By Libya Herald reporters.
Tripoli and London, 8 September 2014:
Some 30 Libyan army cadets training in the UK have left their course . . .[restrict]and returned to Libya after they allegedly freed three colleagues who had been detained for leaving their camp without permission.
The incident occurred last month according to the Daily Mail, which said that a British army corporal had been roughed up before agreeing to release the three Libyan cadets held in the guard house.
The Bassingbourn Barracks in Cambridgeshire in the east of England where the confrontation is supposed to have taken place, received its initial intake of Libyan troops in June. The 300 arrivals are the first of 2,000 cadets that the British are giving six months of basic infantry training. The project is the result of an agreement reached last summer at the G8 meeting in the UK between the-then premier Ali Zeidan and his British opposite number David Cameron. The cadet are being trained by the 3rd Battalion of the Royal Regiment of Scotland.

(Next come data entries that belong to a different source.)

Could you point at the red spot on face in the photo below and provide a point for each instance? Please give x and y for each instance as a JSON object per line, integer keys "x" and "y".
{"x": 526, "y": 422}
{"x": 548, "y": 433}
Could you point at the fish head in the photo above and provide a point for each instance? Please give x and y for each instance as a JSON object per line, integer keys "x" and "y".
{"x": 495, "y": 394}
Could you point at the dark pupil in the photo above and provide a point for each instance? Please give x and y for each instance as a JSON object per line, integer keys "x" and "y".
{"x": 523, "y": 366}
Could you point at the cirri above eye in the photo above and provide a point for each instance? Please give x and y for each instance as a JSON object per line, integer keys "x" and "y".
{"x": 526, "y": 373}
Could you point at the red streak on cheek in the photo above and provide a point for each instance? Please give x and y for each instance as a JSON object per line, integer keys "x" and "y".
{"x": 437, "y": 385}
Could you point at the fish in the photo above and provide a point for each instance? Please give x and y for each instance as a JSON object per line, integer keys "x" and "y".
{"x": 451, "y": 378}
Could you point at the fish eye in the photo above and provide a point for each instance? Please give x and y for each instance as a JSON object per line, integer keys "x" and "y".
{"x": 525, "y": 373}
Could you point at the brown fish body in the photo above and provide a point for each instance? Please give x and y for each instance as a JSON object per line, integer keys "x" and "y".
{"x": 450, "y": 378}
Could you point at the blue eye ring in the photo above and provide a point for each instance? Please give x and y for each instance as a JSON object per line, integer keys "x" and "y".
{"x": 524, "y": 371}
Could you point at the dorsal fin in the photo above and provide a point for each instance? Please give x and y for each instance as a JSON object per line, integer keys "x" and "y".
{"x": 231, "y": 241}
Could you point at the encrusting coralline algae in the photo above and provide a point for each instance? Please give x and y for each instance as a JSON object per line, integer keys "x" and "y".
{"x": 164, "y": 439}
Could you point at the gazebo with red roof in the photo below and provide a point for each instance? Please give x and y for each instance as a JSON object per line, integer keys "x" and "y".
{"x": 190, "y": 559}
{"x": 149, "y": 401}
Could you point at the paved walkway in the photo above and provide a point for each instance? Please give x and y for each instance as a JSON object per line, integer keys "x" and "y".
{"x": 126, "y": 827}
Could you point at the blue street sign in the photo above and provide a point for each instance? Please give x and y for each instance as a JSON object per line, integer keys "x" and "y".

Though the Libyans have been taken on escorted visits to neighbouring towns, the British Ministry of Defence is not allowing them to leave the barracks independently. Three Libyans who flouted this restriction were found in Brassingborn village by British army training staff.
They were being held in the guardhouse pending further action when around 20 of their comrades arrived, demanding their release. According to the Daily Mail, a corporal on duty was involved in a heated and at time violent confrontation before agreeing to release the prisoners to their friends. The British Ministry of Defence said that soldier had face “considerable intimidation”.
It seems likely that reaction to the arrest of the three cadets was linked to other sources of discontent. One of these is delayed salaries that should be disbursed through the Libyan embassy in London. Some UK colleges and universities are also complaining that fees are not being paid. The Libya Herald understands that one unpaid flight school is on the verge of terminating the teaching and accommodation of its Libyan students and sending them home.
The unrest at the Brassington barracks also came at a time when many of the cadets will have been anxious for their families and friends in Libya as fighting broke out in Tripoli toward the end of Ramadan. It is unclear if the British sent the cadets home or whether they themselves chose to leave the course.